Ask HN: best backpack for traveling(a lot)? - dotpot

The spring is comming(at least for us, here in Northern Europe) and it's time to prepare for traveling, and traveling kinda hardcore :)
What would be your recomendation(solution) for such a thing like a backpack (45-60l)?
======
matthewjhughes
I bought a Wenger Swissgear backpack when I was (probably) around 14. I'm now
21, and I still use it. It's capacious, got heaps of pockets and I've taken it
with me throughout Europe. Oh, and it's got a carabiner attached to it, for
some reason. And it's sturdy as. It's like the Panasonic Toughbook of
backpacks.

So, yeah. Wenger are awesome. I like their stuff.

------
mjdn
I've had a Quechua 70L for six years and a Berghaus 60L for four years. Both
have stood up well to heavy use over the years.

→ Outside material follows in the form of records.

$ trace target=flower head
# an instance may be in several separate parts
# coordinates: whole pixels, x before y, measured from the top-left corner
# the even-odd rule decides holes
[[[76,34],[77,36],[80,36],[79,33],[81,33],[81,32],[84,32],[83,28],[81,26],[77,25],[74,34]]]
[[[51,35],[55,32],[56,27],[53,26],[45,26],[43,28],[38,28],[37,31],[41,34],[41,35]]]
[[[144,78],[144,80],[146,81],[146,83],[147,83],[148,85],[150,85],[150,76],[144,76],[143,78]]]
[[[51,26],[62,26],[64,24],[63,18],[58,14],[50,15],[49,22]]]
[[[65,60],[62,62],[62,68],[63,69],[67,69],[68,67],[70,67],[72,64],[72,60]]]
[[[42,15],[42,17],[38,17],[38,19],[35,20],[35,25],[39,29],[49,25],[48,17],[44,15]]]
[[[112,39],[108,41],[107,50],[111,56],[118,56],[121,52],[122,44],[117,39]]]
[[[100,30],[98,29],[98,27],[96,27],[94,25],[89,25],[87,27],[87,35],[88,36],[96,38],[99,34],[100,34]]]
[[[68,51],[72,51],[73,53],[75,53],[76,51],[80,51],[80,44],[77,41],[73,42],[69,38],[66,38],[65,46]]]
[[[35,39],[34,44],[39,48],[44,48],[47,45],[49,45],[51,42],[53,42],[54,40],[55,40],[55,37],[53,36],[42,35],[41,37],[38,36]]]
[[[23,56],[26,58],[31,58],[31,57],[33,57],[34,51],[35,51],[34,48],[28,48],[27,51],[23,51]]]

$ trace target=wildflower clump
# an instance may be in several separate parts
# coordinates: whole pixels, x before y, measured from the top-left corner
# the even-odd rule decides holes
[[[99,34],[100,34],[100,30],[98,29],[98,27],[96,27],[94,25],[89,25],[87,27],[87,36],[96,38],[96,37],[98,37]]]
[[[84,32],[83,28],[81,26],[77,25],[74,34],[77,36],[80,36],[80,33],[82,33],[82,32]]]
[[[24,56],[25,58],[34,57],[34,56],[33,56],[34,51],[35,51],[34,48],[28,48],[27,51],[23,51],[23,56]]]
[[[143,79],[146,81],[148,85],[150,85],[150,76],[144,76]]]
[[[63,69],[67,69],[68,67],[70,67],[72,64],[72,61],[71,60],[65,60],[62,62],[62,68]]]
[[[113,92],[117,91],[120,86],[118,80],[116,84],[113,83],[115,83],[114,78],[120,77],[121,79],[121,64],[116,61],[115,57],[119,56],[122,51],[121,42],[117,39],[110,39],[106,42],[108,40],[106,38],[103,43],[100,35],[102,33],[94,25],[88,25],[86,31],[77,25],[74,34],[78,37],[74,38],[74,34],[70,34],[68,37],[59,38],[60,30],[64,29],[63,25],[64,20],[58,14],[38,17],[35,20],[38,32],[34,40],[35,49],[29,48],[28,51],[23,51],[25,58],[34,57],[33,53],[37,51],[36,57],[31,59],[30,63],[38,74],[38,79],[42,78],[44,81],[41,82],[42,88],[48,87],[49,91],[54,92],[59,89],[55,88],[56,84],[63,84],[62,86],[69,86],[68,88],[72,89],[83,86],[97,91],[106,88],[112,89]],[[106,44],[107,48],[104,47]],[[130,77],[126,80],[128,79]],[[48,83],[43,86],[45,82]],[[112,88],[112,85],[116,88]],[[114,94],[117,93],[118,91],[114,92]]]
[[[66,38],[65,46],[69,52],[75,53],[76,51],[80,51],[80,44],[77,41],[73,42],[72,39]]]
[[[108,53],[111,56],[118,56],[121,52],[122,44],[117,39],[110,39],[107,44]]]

If it's going to be on your back for long periods of time, get something with
good back support, but bear in mind that this will make the bag bulkier and
less useful as carry-on luggage with Ryanair etc.

------
teahat
Can't go too far wrong with a solid brand like Lowe Alpine, or Berghaus. Pick
one up on sale if you can, backpack technology moves pretty slowly so you
hardly lose anything from buying previous years models.

------
macarthy12
You don't tell us, what kind of backpacking, where etc..for how long?